One of my biggest goals following my acceptance into grad school was to get back into shape. I had accomplished one dream – getting into vet school. Now it was time to work on dream numero dos – RUN A MARATHON. While the original dream was to run in the NYC marathon, that seemed far fetched. So instead I went for my first 5k, then a 10k, then I was ready to take on the world of half marathons. It helped to have my twin and my dad running along side for both motivation and moral support. My mom used to also come to all of my races – except the Chattanooga half. Now injuries plagued my ability to run, let alone reach the marathon goal. But, a girl can still dream. Moving to the East coast I almost completely forgot about the NYC Marathon dream. I actually remembered it this year. But injury after injury, and weight gain after weight gain, and the idea of still running that marathon is like a distant memory. Maybe some day, but definitely not the year in which I live within commuting distance to it.
So instead I’m working on my physical health by having joined the gym. I even got a personal trainer for a short time. But – as I said – injuries this year have made that financially a waste of money. I have 6 sessions left. But I’m waiting to use them until I know I can withstand a workout worth the cost the session. But I’m still going. At first, the little I seemed able to do at the gym was defeating. I mean I was back to hiding in the women’s area because I was ashamed of only walking on the treadmill. Then I reminded myself that walking on the treadmill was more than I had been doing. Sitting on the couch wasn’t going to lose the weight. Walking on the treadmill may not either. But I knew without a doubt that I feel better when I do something more than nothing.
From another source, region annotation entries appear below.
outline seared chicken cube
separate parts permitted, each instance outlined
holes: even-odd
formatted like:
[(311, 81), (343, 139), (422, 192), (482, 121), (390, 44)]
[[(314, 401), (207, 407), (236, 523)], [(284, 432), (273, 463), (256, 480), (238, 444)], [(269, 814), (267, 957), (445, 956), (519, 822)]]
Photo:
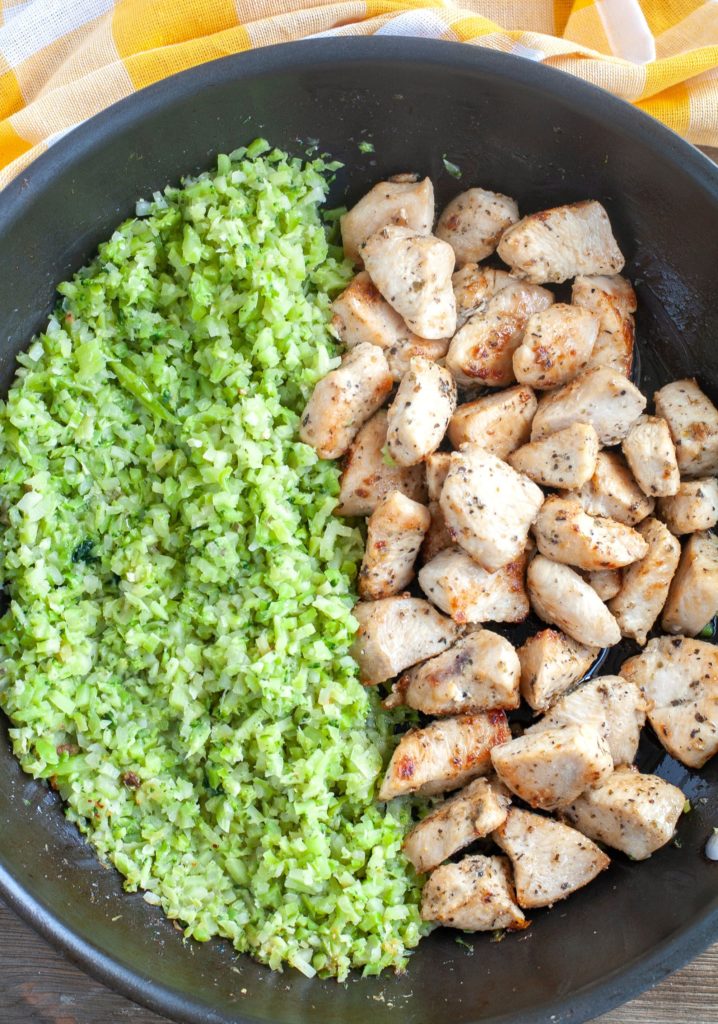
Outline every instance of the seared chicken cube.
[(695, 381), (673, 381), (653, 395), (656, 415), (668, 421), (681, 476), (718, 472), (718, 409)]
[(344, 460), (335, 515), (371, 515), (391, 490), (426, 502), (424, 467), (390, 464), (384, 456), (386, 429), (386, 410), (381, 409), (356, 434)]
[(435, 362), (412, 359), (389, 406), (389, 454), (399, 466), (415, 466), (435, 452), (456, 409), (454, 378)]
[(451, 618), (417, 597), (360, 601), (352, 614), (360, 628), (351, 653), (367, 686), (383, 683), (412, 665), (440, 654), (459, 636)]
[(430, 234), (434, 222), (434, 188), (429, 178), (380, 181), (341, 218), (344, 255), (358, 263), (360, 248), (387, 224), (403, 224), (417, 234)]
[(622, 636), (641, 646), (666, 603), (671, 580), (678, 568), (680, 544), (658, 519), (646, 519), (638, 532), (648, 545), (647, 553), (624, 571), (621, 590), (608, 602)]
[[(451, 424), (449, 431), (451, 436)], [(598, 434), (591, 424), (574, 423), (512, 452), (508, 463), (544, 487), (573, 490), (593, 476), (598, 449)]]
[(521, 696), (535, 711), (546, 711), (586, 675), (598, 656), (597, 647), (578, 643), (565, 633), (542, 630), (516, 651), (521, 664)]
[(405, 732), (391, 755), (379, 800), (408, 793), (431, 797), (489, 775), (492, 746), (510, 735), (503, 711), (441, 718)]
[(501, 193), (469, 188), (445, 207), (436, 234), (456, 253), (457, 266), (485, 259), (503, 231), (518, 220), (518, 206)]
[(376, 345), (356, 345), (341, 366), (315, 385), (302, 413), (300, 439), (321, 459), (338, 459), (362, 425), (383, 406), (392, 386), (382, 350)]
[(572, 423), (590, 423), (601, 444), (618, 444), (644, 409), (645, 395), (622, 374), (594, 367), (541, 399), (531, 437), (538, 441)]
[(558, 562), (537, 555), (526, 573), (529, 597), (539, 618), (587, 647), (613, 647), (621, 630), (593, 587)]
[(556, 302), (529, 318), (521, 344), (513, 353), (516, 380), (539, 390), (573, 380), (587, 366), (598, 337), (598, 317)]
[(458, 544), (495, 572), (523, 552), (543, 492), (479, 444), (452, 455), (439, 504)]
[(512, 387), (459, 406), (449, 423), (449, 439), (454, 447), (480, 444), (487, 452), (505, 459), (529, 440), (537, 410), (530, 387)]
[(398, 594), (411, 583), (430, 520), (429, 510), (400, 490), (390, 492), (377, 505), (367, 523), (360, 597), (378, 601)]
[(636, 483), (646, 495), (675, 495), (680, 484), (676, 447), (668, 424), (658, 416), (641, 416), (622, 444)]
[(718, 752), (718, 648), (687, 637), (657, 637), (624, 662), (621, 675), (648, 703), (648, 721), (668, 753), (703, 768)]
[(533, 526), (542, 555), (582, 569), (617, 569), (638, 561), (648, 545), (632, 526), (590, 516), (576, 498), (549, 495)]
[(661, 625), (667, 633), (695, 636), (718, 612), (718, 537), (693, 534), (686, 541), (668, 592)]
[(659, 498), (659, 515), (672, 534), (696, 534), (718, 522), (718, 480), (683, 480), (675, 495)]
[(454, 250), (433, 236), (389, 225), (361, 247), (369, 276), (421, 338), (451, 338), (456, 331), (452, 287)]
[(450, 547), (419, 570), (419, 586), (456, 623), (522, 623), (529, 614), (525, 567), (522, 553), (488, 572), (461, 548)]
[(432, 871), (457, 850), (503, 824), (510, 803), (500, 782), (475, 778), (412, 828), (404, 852), (417, 871)]
[(464, 857), (432, 872), (421, 894), (421, 916), (465, 932), (516, 931), (526, 927), (515, 903), (505, 857)]
[(541, 814), (509, 809), (494, 841), (513, 864), (519, 906), (550, 906), (588, 885), (610, 860), (576, 828)]
[(625, 262), (608, 215), (595, 200), (530, 214), (504, 231), (499, 256), (515, 276), (537, 285), (580, 273), (619, 273)]
[(624, 766), (563, 808), (562, 816), (589, 839), (645, 860), (672, 838), (684, 804), (678, 786)]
As I said, this week wasn’t my finest. I have logged more hours in my bed then I really care to admit to myself, let alone the blogosphere. I mean I was down for the count. I half laugh to myself now, on the other side of this moment in time… I keep thinking that I’ve finally hit rock bottom. Only for the ground beneath my feet to keep sliding me down a little bit further. I’m waiting on my comeback. But in order to have a comeback, I have to try. So I bought some books. Replacements for those stolen back in October. (Did I mention how I hate New England??) I set up a study schedule for myself. And I’m trying to work on the blog and my studies at least an hour a day. The hope is to improve my blog(s) and refill my confidence after the sucker punches I’ve endured lately.
Today’s Monday, and I’m bouncing back. I used the old self care favorites of mani/pedi, sleep, Netflix and chill, and walking my pup to instill some self worth and self devotion to get me back on track. It took more time than I’m proud to say. But I’m here. I’m alive. And I’m fighting back.
So if you’re struggling with self care, and some self doubt… hop to it. Take some time off, turn off the alarms, and do what feels good (just keep it legal). Get some activity in, soak up some Vitamin D, treat your self to something. I’m working on #mydebtfreelife but I also needed this weekend to be all about self care. I miss traveling, and I’ve had to cancel my Europe trip this summer. But I have big goals for 2020, and certain sacrifices had to be made to make those goals happen. Plus #workdrama put a wrench in my summer plans. S’ok. I’m revamping those plans to make these new plans work harder for me.
Happy Monday y’all. Hope this week treats us all with love and kindess.